“Speeding Up Science” in Environmental -Omics (Workshop #2): a hackathon for compiling reproducible Jupyter/Binder workflows, October 23-25, 2019
Event page: https://speeding-up-science-workshops.github.io/
Apply to participate: https://forms.gle/vHbWL2caLTMdJPQMA (all travel expenses covered for selected participants, workshop funding provided by the Gordon & Betty Moore Foundation) - application form closes Tues Sept 24, 2019 (11:59PM PST). Notification of application outcome will be sent out by Fri Sept 27, 2019.
Code of Conduct: All workshop attendees are expected to agree with the following code of
conduct. We will enforce this code as needed. We expect cooperation from all attendees to help ensuring a safe environment for everybody.
Workshop events are neither a dating scene nor an intellectual contest.
The UC Davis DSI is dedicated to providing a harassment-free experience for everyone, regardless of gender, gender identity and expression, age, sexual orientation, disability, physical appearance, body size, race, or religion (or lack thereof). We do not tolerate harassment of participants in any form. Sexual language and imagery is generally not appropriate for any DSI venue.
Holly and Titus are your primary contacts for Code of Conduct issues. Please contact Pamela Reynolds at firstname.lastname@example.org if you have any additional concerns.
Workshop Objectives: This 2.5-day workshop will focus on developing application-specific Jupyter notebooks which are executable/launchable via Binder. The goal of these workshops is to “reverse engineer” common data visualization approaches used for biological data analysis and commonly published in scientific journal articles (heatmaps, read/OTU summaries, etc.). Workshop goals/products include:
Compile reproducible code workflows for the three common environmental -Omics approaches (metabarcoding, metagenomics, or metatranscriptomics). Jupyter notebooks will contain functional code and customizable parameters (with documentation/explanation) that users can adapt and deploy on their own data sets, assuming import of “standard” data formats that are typically generated during standard -Omics pipelines (e.g. FASTQ files of reads/contigs, OTU tables for metabarcoding).

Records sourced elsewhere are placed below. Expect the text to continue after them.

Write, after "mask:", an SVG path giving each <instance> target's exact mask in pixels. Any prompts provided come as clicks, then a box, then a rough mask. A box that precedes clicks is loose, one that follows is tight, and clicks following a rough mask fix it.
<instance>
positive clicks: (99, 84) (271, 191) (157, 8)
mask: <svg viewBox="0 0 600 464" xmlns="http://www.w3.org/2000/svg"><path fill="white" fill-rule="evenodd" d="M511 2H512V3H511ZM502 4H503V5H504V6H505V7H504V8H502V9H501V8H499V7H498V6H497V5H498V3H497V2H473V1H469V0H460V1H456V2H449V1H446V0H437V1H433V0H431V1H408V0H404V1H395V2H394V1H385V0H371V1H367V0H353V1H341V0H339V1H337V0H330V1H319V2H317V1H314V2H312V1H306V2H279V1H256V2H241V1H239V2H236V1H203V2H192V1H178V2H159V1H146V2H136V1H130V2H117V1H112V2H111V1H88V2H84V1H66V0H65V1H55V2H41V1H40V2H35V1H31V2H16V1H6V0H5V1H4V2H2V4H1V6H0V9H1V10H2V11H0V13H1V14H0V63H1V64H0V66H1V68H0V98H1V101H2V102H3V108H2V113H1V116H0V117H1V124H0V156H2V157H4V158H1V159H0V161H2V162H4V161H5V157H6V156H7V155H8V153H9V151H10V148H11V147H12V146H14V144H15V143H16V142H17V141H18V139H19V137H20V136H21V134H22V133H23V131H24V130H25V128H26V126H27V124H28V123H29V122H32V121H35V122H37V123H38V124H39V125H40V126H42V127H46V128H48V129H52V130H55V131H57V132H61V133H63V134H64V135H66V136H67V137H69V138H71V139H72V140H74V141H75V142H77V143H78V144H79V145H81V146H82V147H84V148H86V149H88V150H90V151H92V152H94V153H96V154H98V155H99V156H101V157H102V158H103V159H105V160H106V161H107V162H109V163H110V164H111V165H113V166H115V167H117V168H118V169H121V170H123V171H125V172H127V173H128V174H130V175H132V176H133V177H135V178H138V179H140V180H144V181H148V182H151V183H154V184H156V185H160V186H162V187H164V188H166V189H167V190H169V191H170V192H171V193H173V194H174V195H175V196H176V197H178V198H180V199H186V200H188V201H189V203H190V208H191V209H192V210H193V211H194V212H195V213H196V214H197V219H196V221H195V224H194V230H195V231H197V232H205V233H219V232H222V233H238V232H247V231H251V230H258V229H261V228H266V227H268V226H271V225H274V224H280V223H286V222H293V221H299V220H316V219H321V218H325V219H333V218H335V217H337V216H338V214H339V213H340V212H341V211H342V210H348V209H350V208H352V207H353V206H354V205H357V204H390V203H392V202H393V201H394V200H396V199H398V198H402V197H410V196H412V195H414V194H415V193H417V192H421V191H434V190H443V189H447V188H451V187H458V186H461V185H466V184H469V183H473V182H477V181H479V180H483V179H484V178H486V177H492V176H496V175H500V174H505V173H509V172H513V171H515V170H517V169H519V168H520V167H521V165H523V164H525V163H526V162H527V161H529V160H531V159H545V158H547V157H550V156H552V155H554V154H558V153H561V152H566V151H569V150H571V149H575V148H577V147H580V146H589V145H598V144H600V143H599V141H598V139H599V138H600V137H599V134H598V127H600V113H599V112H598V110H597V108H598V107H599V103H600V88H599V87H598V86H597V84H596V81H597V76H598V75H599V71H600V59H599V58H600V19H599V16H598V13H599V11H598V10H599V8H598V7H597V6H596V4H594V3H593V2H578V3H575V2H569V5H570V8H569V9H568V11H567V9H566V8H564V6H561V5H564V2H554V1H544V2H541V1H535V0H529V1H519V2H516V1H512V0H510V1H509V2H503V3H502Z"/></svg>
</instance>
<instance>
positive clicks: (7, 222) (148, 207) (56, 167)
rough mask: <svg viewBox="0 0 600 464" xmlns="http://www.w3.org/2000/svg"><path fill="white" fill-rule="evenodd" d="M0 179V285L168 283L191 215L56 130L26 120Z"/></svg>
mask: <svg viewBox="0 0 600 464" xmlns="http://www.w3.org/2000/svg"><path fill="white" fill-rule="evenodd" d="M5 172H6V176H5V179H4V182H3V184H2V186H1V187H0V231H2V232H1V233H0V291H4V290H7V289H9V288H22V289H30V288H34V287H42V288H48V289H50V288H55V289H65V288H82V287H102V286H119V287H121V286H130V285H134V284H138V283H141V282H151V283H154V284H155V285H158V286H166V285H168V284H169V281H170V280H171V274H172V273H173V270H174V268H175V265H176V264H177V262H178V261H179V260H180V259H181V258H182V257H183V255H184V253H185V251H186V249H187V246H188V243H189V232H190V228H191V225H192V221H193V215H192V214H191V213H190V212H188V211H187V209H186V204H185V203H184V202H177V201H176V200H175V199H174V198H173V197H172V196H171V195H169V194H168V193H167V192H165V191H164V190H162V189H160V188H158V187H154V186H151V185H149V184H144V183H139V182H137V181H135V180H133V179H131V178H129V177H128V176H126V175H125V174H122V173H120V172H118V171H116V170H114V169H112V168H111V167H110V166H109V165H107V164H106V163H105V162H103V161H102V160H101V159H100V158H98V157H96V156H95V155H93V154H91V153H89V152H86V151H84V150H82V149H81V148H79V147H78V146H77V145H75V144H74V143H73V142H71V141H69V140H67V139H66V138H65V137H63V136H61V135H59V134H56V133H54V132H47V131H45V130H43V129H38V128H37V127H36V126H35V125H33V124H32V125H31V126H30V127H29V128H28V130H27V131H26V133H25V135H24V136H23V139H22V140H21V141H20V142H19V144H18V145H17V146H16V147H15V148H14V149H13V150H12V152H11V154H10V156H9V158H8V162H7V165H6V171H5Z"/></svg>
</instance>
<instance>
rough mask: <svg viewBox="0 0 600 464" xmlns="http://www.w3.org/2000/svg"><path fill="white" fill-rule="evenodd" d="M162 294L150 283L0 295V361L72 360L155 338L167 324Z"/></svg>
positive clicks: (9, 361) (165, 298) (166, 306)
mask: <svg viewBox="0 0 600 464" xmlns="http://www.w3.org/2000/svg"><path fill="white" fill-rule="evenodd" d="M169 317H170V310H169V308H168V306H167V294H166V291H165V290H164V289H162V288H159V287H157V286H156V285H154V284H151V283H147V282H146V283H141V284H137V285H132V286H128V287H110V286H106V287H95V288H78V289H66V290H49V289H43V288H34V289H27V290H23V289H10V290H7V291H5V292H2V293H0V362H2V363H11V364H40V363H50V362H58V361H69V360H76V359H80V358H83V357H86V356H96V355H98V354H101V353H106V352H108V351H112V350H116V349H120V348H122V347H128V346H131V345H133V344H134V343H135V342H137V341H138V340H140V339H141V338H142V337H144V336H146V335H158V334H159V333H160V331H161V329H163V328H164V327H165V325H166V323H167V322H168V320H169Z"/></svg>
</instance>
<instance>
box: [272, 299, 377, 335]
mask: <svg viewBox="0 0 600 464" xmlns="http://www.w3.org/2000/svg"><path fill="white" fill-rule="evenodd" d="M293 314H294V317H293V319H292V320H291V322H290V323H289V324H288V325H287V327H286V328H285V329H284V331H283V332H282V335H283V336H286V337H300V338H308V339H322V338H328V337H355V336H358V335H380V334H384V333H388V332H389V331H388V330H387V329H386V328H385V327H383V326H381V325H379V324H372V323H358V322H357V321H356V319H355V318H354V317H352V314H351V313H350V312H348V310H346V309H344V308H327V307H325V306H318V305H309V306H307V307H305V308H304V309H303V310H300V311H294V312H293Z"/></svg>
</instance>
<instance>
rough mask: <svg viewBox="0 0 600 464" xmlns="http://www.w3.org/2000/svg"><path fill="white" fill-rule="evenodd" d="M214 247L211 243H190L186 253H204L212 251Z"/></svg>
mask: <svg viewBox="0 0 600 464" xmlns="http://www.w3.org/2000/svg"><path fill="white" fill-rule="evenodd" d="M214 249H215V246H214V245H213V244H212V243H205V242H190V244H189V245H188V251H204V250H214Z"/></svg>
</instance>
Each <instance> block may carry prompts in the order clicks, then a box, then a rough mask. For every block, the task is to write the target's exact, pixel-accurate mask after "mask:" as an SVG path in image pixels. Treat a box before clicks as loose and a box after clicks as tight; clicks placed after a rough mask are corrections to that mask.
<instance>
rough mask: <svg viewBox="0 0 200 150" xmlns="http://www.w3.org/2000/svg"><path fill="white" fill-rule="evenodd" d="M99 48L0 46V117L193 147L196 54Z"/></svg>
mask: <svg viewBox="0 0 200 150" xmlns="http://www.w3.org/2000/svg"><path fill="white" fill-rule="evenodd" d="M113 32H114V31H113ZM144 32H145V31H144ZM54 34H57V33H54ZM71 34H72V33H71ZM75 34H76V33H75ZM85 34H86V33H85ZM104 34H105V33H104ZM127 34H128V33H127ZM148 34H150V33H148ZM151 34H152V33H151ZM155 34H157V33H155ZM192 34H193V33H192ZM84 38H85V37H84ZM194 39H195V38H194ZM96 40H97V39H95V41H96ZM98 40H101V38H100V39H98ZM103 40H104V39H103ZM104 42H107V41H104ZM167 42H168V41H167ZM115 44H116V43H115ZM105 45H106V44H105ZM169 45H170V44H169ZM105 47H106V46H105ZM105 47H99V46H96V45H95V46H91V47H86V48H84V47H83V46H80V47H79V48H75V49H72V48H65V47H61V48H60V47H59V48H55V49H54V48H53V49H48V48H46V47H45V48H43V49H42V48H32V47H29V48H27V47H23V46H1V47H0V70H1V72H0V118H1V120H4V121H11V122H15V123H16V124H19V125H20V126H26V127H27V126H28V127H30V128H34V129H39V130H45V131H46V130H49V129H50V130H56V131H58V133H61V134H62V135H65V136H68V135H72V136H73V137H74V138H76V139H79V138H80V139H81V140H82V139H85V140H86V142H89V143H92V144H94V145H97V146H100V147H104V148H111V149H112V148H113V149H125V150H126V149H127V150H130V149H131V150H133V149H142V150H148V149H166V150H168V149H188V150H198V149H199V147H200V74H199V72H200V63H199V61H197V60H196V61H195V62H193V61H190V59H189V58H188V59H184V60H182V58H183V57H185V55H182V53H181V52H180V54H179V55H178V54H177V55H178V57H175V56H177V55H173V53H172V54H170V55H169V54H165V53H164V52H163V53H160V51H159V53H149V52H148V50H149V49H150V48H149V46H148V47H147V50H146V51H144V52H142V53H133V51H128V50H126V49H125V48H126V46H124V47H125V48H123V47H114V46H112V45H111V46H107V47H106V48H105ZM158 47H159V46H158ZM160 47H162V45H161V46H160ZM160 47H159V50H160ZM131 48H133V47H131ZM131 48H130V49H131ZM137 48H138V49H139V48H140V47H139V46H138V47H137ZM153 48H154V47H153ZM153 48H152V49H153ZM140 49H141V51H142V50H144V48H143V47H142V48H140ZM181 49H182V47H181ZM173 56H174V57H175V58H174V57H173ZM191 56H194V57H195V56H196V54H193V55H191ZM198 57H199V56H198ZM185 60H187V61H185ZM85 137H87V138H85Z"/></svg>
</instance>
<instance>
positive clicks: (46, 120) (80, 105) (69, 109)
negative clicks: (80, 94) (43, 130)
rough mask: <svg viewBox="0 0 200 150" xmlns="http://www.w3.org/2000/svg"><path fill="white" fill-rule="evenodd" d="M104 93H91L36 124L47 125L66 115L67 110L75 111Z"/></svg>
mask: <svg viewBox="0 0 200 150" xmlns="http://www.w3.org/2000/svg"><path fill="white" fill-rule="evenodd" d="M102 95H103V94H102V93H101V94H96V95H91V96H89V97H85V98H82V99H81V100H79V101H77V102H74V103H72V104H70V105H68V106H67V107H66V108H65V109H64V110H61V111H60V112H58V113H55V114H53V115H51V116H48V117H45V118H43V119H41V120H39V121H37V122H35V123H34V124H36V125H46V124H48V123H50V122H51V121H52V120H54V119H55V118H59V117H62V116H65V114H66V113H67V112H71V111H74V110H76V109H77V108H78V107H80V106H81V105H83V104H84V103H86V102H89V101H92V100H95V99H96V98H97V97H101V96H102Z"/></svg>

Gather information from end users in the life sciences about their computational needs and ongoing challenges. Where do the gaps exist in terms of your data analysis needs? Where do existing tools, pipelines, tutorials and trainings fall short?
Lay the foundations for new open-source online lessons focused on “analyze your own data” training (where participants come to a workshop to specifically learn to analyze their own in-hand environmental -Omics datasets).
What to Bring: Participants should plan on bringing the following along to the workshop:
A list of the most common tools, software packages, and database resources that you have used recently for your environmental -Omics research projects.
Code, scripts, and data analysis documentation from recent projects or papers in your field. This can be your own code or examples borrowed/reused from someone else.
One or two example datasets that you can work with during the workshop (metabarcoding, metagenomics, metatranscriptomics - we are trying to compile separate Jupyter/Binder workflows for these three categories of environmental -Omics approaches). Plan to bring along raw data as well as any downstream processed files/outputs you may have access to.
Workshop Rationale: There is a pressing need for bioinformatics tools and software pipelines that effectively reduce a researcher's “time to science”. The expanding complexity and diversity of common software pipelines are increasingly distant from day-to-day end user needs. Despite the proliferation of -Omics methods, software installation and data wrangling (e.g. demultiplexing, converting data formats, writing custom scripts for common tasks) continue to represent a significant hurdle for rapid, hypothesis-driven data exploration, particularly for end users with non-computational backgrounds in the life sciences. Bioinformatics tools and database resources are also driven by research areas with large funding allocations and a critical mass of researchers (e.g. bacteria-driven studies of the Human Microbiome, model organism communities such as C. elegans and Drosophila), leading to significant inequality in the taxonomic groups and ecosystems that are considered during tool development.
Furthermore, community initiatives and software tutorials are failing to address the needs of computational scientists with intermediate skill levels (e.g. researchers with some level of computational proficiency, who use a mixture of different -Omics approaches to conduct hypothesis-driven research). As scientific research becomes increasingly interdisciplinary, and trainees work on projects that straddle multiple traditional disciplines, there is a need for end-user driven, executable software pipelines to carry out commonplace data analysis tasks for routine -Omics approaches (metabarcoding, metagenomics, RNA-seq). Such software pipelines would take advantage of existing computational infrastructure (Jupyter Notebooks, Binder) and standard data visualization approaches (taxonomy/ontology summaries, counts of reads/OTUs, alpha- and beta- diversity analyses). By focusing on Jupyter Notebooks we will be able to mix and match code from different programming languages and pipelines (python, R, QA/QC tools, statistical/summary pipelines), enabling end users to quickly visualize and explore their datasets without needing immediate tool- or language-specific knowledge.